ACCT 331 LECTURE 4
Vectors and Matrices: Why They Matter
Linear algebra is foundational for organizing data into vectors and matrices, enabling processing of entire datasets with a single operation rather than iterating over data points individually.
Benefits include faster computations, simplified math, and the ability to express many broad operations (loops, conditionals) as matrix operations.
The goal in algorithm optimization is to identify powerful techniques to optimize algorithms, especially in machine learning and data science.
Why is linear algebra critical?
Analogy: maps for data representation.
Vectors and matrices provide a universal, compact data representation so we don’t have to constantly reformat data for different programs.
They encode everything from text to images, graphs, and signals within a single, consistent framework.
They enable efficient computation at scale: computations become operations on matrices/vectors rather than per-item loops.
They are foundational to AI and data analysis; many models rely on linear algebra as building blocks.
They help shrink high-dimensional data into more tractable forms for computation, which is key in deep learning (e.g., forward/backward propagation).
Vectors and matrices as data structures
Vectors are an ordered list of numbers; each component represents a feature or characteristic (e.g., a data point’s attributes).
Matrices organize multiple vectors? (Rows/columns represent samples/features; see data representation below.)
Two main purposes of vectors:
Represent data in numeric form (machines don’t understand words/images directly).
Enable fast mathematical calculations on entire data points at once.
Example of a vector: a data point with 3 features (x1, x2, x3).
In AI, vectors are pervasive (e.g., word embeddings with many dimensions, often around 100).
Data representation in matrices
A typical data matrix has samples as rows and features as columns (or vice versa depending on convention).
Example: a row could represent one image.
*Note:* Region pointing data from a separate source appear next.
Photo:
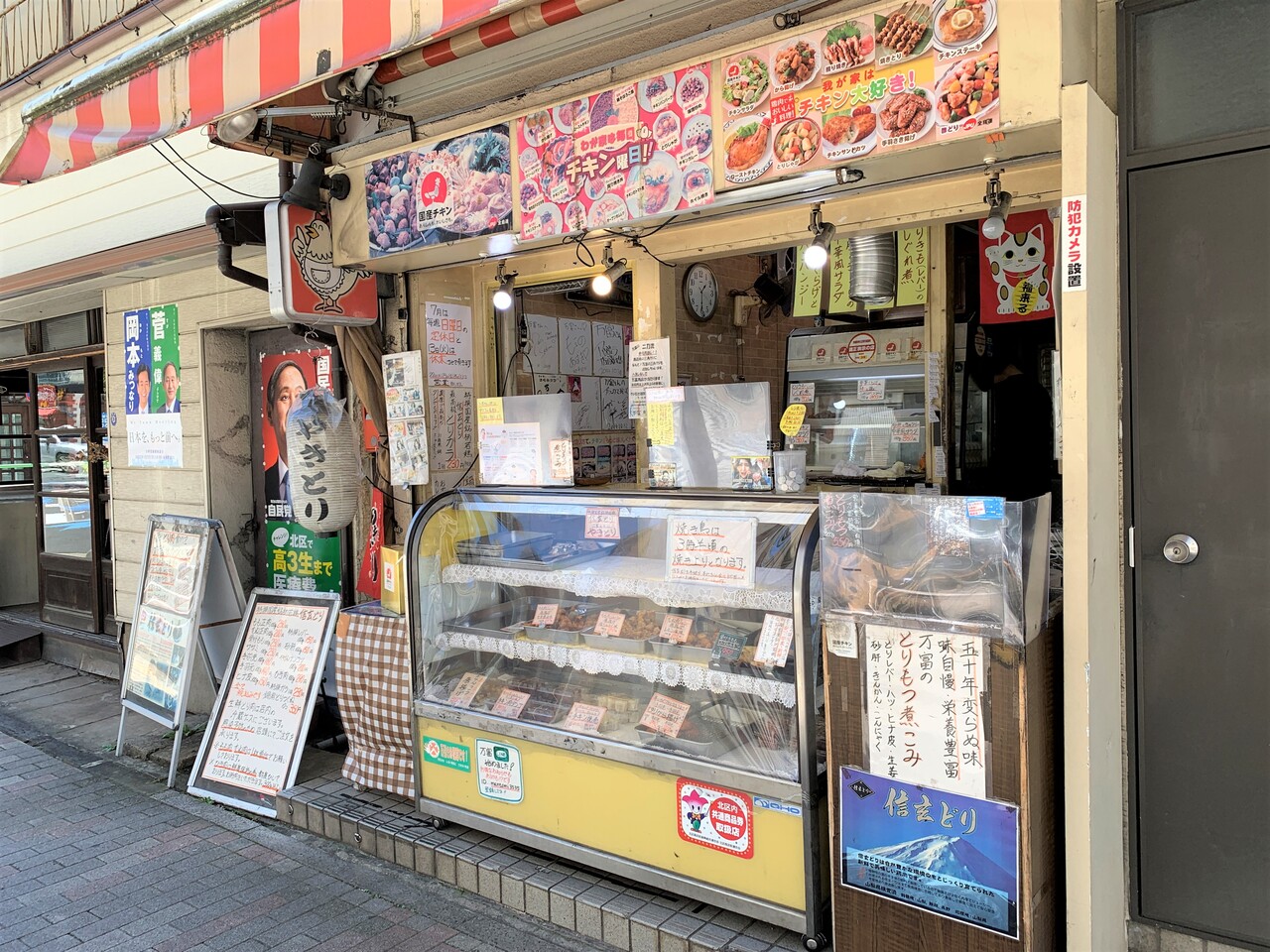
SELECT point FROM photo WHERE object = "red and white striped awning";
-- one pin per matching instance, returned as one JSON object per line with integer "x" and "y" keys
{"x": 216, "y": 63}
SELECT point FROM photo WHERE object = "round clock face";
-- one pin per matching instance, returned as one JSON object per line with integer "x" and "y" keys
{"x": 699, "y": 293}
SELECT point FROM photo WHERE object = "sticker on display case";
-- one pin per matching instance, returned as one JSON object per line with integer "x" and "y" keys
{"x": 498, "y": 772}
{"x": 715, "y": 817}
{"x": 443, "y": 753}
{"x": 947, "y": 853}
{"x": 778, "y": 806}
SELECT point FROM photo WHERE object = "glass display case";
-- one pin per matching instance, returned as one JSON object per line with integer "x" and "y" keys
{"x": 865, "y": 397}
{"x": 629, "y": 680}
A 28×28 image (784 pixels) can be represented as a vector of length 784.
Image example: a 28×28 image is represented by a vector of length 784, i.e., x \,\in\, \mathbb{R}^{784}.
In practice, a dataset with n samples and p features is represented as a matrix X \in \mathbb{R}^{n \times p}, where each row is a sample and each column is a feature.
Confusion note from lecture: "each data client will occupy a space in a matrix with each column corresponding to a feature" but also an example where an image is a row of 784. The key idea is that matrices organize data for efficient computation; orientation (rows vs columns) depends on convention but the principle remains:
Each feature is a column (or each sample is a row), and vectorization allows row-wise or column-wise operations.
Feature concepts and data points
A feature is an independent variable with numeric or symbolic properties associated with the object of study.
Features encode the characteristics used to describe data points (e.g., age, weight, height for a person).
In text, images, or graphs, vectors encode the relevant attributes for mathematical processing.
In language models, words are embedded into vectors that capture semantic properties; typical vectors may have 100+ entries.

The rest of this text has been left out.